The tradeoff is summarized in the figure below:

![BiasVariance](./Week6_Images/BiasVariance.png)


## Regularization and Bias/Variance

![regularization](./Week6_Images/regularization.png)

Instead of looking at the degree d contributing to bias/variance, now we will look at the regularization parameter $\lambda$.
- Large $\lambda$: High bias (underfitting)
- Intermediate $\lambda$: just right
- Small $\lambda$: High variance (overfitting)

A large lambda heavily penalizes all the $\Theta$ parameters, which greatly simplifies the line of our resulting function, so causes underfitting.

The relationship of $\lambda$ to the training set and the variance set is as follows:
- Low $\lambda$: $J_{train}(\Theta)$ is low and $J_{CV}(\Theta)$ is high (high variance/overfitting).
- Intermediate $\lambda$: $J_{train}(\Theta)$ and $J_{CV}(\Theta)$ are somewhat low and $J_{train}( \Theta ) \approx J_{CV}( \Theta )$.
- Large $\lambda$: both $J_{train}(\Theta)$ and $J_{CV}(\Theta)$ will be high (underfitting /high bias)

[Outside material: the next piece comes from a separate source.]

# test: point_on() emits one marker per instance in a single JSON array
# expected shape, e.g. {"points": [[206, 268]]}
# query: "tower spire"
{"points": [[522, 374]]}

The figure below illustrates the relationship between lambda and the hypothesis:

![bias_variance_lambda](./Week6_Images/bias_variance_lambda.png)

In order to choose the model and the regularization term λ, we need to:
- Create a list of lambdas (i.e. $\lambda \in \{0,\ 0.01,\ 0.02,\ 0.04,\ 0.08,\ 0.16,\ 0.32,\ 0.64,\ 1.28,\ 2.56,\ 5.12,\ 10.24\}$);
- Create a set of models with different degrees or any other variants.
- Iterate through the $\lambda$s and for each $\lambda$ go through all the models to learn some $\Theta$.
- Compute the cross validation error using the learned $\Theta$ (computed with $\lambda$) on the $J_{CV}(\Theta)$ without regularization or $\lambda = 0$.
- Select the best combo that produces the lowest error on the cross validation set.
- Using the best combo $\Theta$ and $\lambda$, apply it on $J_{test}(\Theta)$ to see if it has a good generalization of the problem.